Never underestimate the power of bad investing habits.
Embracing “knowing nothing else” is a wickedly ineffective retirement strategy.
An 18-year-old French Philosopher, Etienne de la Boetie, confirmed this centuries ago in his essay, On Voluntary Servitude.
Etienne’s main point, tyrants enslave the masses through their own consent.
How do we solve this?
Stop cooperating!
Propping up a tyrant with sycophants is a losing proposition.
Strangely, the more a dictator mistreats his subjects, the more affection they give him.

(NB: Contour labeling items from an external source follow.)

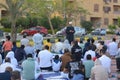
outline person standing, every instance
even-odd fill
[[[99,57],[99,60],[101,61],[101,65],[105,67],[109,75],[111,75],[111,62],[112,62],[111,58],[109,58],[106,55],[105,49],[101,49],[100,54],[101,54],[101,57]]]
[[[33,42],[34,42],[34,49],[35,51],[37,49],[42,50],[42,42],[43,42],[43,36],[40,33],[36,33],[32,37]]]
[[[23,35],[23,39],[20,40],[21,45],[24,45],[25,47],[29,44],[29,39],[26,38],[26,35]]]
[[[72,26],[72,22],[69,22],[69,26],[66,28],[66,39],[68,39],[69,43],[71,44],[71,42],[74,40],[74,27]]]
[[[108,44],[108,52],[111,58],[115,58],[117,50],[118,50],[118,43],[116,42],[116,39],[113,38],[112,42]]]
[[[91,70],[90,80],[108,80],[108,72],[106,68],[101,65],[99,59],[95,60],[95,65]]]
[[[52,71],[53,54],[49,51],[49,46],[45,46],[44,50],[38,53],[39,66],[41,71]]]
[[[91,69],[94,66],[94,61],[90,54],[87,55],[87,60],[83,61],[83,65],[85,66],[85,80],[89,80],[91,75]]]
[[[22,78],[23,80],[35,80],[37,71],[37,63],[33,59],[32,54],[27,55],[27,59],[22,62]]]
[[[6,41],[3,44],[3,51],[4,51],[4,58],[6,57],[7,53],[12,50],[13,44],[10,41],[10,36],[6,36]]]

Boetie wisely surmises: Something in human beings drives them to a deep forgetfulness of freedom. Everyone, from top to bottom of the system, is mesmerized by their voluntary servitude and by the power of habit since they often have known nothing else. Yet all they need to do is to wake up and withdraw their cooperation.
Quiet refusal is the key to liberty.
On Voluntary Servitude became the bible for many future revolutionaries. In the modern age, Gandhi and the Martin Lither King Jr. deployed these strategies with astonishing results.
Though published in 1577, Boetie’s words ring true today.
Fastening these “radical” ideas toward retirement savings isn’t far-fetched.
Why do many retirement savers allow themselves to be looted and oppressed by their financial advisor overlords?
Why are so many obedient to ideas designed to confuse and scare, rather than help?
Where does this submissive attitude originate?
Exploring the hypnotic gravitational pull of the power of habit provides some clues.
Many investors have terrible retirement savings habits.
Conflict-ridden sources of information are the root cause of financial misbehavior. These include well-intentioned but misinformed relatives, a financial media designed to scare, not educate, and conflicted financial salespeople.
Many get in the habit of making decisions based on emotion rather than reason. Sell low, buy high, rinse, and repeat.
Selling stocks in March after a 35% plunge felt like a significant weight lifted off your shoulders. A few months later, not so much.
Regarding investing, doing something that feels good is probably wrong.
Timing the market ranks near the top of investing faux-pas’.
The retirement mistake du-jour is positioning retirement portfolios for the upcoming election – the equivalent to handing over your financial future to hyper-political partisans.
Others choose the passive route of benign investing neglect. They do nothing. Ignoring their 401(k)/403(b) and missing out on free money in the form of matching employer contributions.
Unlike the impoverished serfs and peasants of the Middle Ages, we have freedom of choice. Back in Medieval times, Robin Hood was a real person, not an investing app.
It’s time to become a retirement radical.
Retreat from cooperating with unstable emotions and those looking to finance their retirement, not yours.
Resist the siren songs of the financial media and conflicted salespeople posing as financial advisors.
Reject your ego and volatile emotions.
No pitchfork is required when storming this financial Bastille.
Passive resistance has brought empires to their knees.
There’s no reason it can’t provide you with a secure retirement.